I have a lot of time to sit here and ponder the course of my life. I know I have wronged the family, and for that I am truly sorry. I have been so selfish and stubborn… I haven’t seen or talked to you in well over a year and I can’t help but wonder the rippling effect that sends into the demonic realm. I hope all is well. I love you with the perfect love of the Father.

This is a perfect example of the way a sociopath communicates. His agenda isn’t apparent until the third to the last sentence. His agenda is to manipulate her into having contact with him. But unless you are aware of how a person with psychopathic personality traits operates, you wouldn’t necessarily get that. He starts out stating a fact, he has unlimited time in prison to think. Then it’s progressively out of reality from there. He also connects her failure to contact him with something demonic, suggesting that things might not “be well.” He concludes by proclaiming he has “perfect love.”

I have been chatting with the recipient of this letter for some time and can tell you the father, in addition to ruining her mother’s life was extremely verbally abusive.

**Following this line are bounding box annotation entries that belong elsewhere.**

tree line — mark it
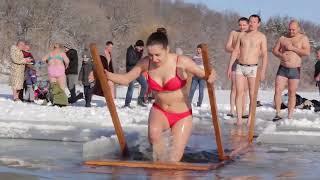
[0,0,320,89]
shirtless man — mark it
[230,14,268,126]
[225,17,249,117]
[272,20,310,121]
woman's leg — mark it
[189,77,197,104]
[197,79,206,107]
[148,108,170,161]
[169,115,192,162]
[108,81,116,99]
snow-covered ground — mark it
[0,84,320,179]
[0,84,320,142]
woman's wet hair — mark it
[249,14,261,22]
[157,27,167,35]
[238,17,249,24]
[147,31,169,49]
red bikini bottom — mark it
[152,103,192,128]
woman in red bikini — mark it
[106,32,215,162]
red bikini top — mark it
[147,56,187,92]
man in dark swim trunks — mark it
[225,17,249,118]
[272,20,310,121]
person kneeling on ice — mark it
[99,32,216,162]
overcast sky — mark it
[185,0,320,24]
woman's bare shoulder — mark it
[176,55,192,64]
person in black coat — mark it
[78,53,94,107]
[124,40,148,107]
[64,45,78,103]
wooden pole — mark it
[90,43,128,156]
[248,67,261,143]
[202,44,227,160]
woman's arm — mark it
[105,57,149,85]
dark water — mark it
[0,126,320,180]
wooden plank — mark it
[202,44,227,160]
[248,67,261,143]
[85,160,224,171]
[90,43,128,156]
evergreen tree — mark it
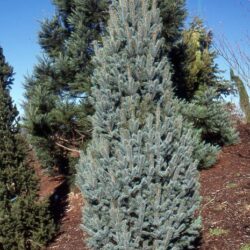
[170,17,232,101]
[230,69,250,123]
[170,18,238,164]
[24,0,109,172]
[77,0,200,250]
[0,48,54,250]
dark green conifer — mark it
[0,48,54,250]
[24,0,109,172]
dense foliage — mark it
[24,0,108,174]
[25,0,237,174]
[77,0,200,250]
[0,48,55,250]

A parent who abuses while saying, “I love you with the perfect love of the Father,” inflicts wounds that are hard to heal. How can a child make any sense of this experience?

Dissociation- dealing with the disconnect

The different parts of our brains that perform different functions are functionally connected. Experiences we have during childhood but also throughout our lives, determine the functional connectivity of our brains. When reality doesn’t make sense our brains automatically compensate to create a coherent whole. So for example, a child whose parent abuses and says “I love you” may deny the abuse or blame it on themselves. Children whose parents, and adults whose partners continually do one thing while speaking the opposite experience a form of hypnosis. In this hypnotic state they only focus attention on the parts of reality that support the version of reality given to them by the sociopath. (If you have a lot of time read my story and see how this happened to me with disastrous consequences.) But what are the consequences of a childhood or adulthood habit of self-hypnosis? We don’t really know the full answer to that question.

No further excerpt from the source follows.